I had no sense of this body as my prison.  I defied it, eked out a narrative against it, pledged myself to the endless spectrum and the desert of the in-between.  But by mistake, I closed my eyes, and when I wasn't looking, this person erupted out of me--starving, desperate, relentless--and took up residence behind my eyes, his pulse beating in my wrists and at the hollow my neck, hungry, insistent, alive.  I catch my breath, and the air he draws pools inside my throat.

Am I going crazy?

Where did I come from?  Why am I here?

I slam my eyes shut, stare into the dark, look helplessly at that little girl.  I wait against the heater, invisible, the promise of a future yet to come, while the teacher reminds her that Jesse is a boy's name, tells her if she insists upon a pseudonym she will need to add an "I".  It was never "I."  It's never been "I."

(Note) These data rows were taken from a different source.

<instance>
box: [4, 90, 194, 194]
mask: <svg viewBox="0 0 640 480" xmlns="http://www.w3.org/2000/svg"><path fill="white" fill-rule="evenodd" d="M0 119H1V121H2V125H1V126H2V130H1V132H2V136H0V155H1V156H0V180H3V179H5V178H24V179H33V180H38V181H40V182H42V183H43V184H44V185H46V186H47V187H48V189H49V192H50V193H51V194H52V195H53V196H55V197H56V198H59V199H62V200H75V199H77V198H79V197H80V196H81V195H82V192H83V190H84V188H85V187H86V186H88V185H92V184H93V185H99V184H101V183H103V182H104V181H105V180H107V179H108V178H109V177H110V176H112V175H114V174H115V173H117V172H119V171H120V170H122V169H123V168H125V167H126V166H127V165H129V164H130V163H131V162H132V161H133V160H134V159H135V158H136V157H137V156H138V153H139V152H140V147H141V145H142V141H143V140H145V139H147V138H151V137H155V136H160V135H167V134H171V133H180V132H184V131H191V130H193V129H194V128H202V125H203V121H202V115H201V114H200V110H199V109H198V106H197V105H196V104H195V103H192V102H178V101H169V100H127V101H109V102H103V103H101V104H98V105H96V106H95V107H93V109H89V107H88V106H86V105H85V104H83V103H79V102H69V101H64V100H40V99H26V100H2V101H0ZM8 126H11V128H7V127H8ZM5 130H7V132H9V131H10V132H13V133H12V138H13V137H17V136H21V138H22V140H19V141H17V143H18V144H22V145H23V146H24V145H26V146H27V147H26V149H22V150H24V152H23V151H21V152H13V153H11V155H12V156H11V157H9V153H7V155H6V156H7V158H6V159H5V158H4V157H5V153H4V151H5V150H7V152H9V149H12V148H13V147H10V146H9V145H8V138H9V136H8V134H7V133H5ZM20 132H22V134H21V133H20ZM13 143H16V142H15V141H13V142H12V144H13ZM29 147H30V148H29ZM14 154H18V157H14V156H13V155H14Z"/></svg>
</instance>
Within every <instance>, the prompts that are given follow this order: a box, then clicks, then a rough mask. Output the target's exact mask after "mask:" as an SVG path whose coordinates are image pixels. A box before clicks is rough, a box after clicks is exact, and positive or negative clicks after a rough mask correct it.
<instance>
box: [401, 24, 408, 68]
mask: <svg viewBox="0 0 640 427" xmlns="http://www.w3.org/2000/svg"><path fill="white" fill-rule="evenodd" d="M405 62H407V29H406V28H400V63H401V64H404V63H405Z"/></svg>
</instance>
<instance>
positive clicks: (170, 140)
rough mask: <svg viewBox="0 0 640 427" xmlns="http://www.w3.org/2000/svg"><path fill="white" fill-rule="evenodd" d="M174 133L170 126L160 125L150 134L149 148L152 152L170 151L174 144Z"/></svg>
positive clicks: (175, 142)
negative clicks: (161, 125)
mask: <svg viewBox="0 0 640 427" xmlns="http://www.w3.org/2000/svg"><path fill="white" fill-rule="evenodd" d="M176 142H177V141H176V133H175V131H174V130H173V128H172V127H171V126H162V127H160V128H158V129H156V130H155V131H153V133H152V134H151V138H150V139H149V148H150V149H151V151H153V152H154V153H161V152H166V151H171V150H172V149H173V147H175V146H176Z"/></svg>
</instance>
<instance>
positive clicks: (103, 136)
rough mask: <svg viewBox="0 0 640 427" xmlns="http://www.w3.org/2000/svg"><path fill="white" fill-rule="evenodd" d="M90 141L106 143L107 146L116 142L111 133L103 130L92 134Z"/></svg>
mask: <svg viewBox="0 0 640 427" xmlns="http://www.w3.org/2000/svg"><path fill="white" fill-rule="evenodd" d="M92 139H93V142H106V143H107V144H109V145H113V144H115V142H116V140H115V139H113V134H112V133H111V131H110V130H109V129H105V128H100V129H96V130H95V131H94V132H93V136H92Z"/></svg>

Who is this guy?  What is he so hungry for?  Why has he been so quiet?  Why is he so afraid?

My narrator, my patron saint, my epigraph eternal.  Your voice inside of mine, so clear and tangible that it echoes above my own in my own ears, so close against my tongue that I'd assumed for twenty years that it was mine.

I have no idea what I've become.

He has stolen my past.  I flip through baby photos and his light burns behind my eyes, his hat nestled in my hair.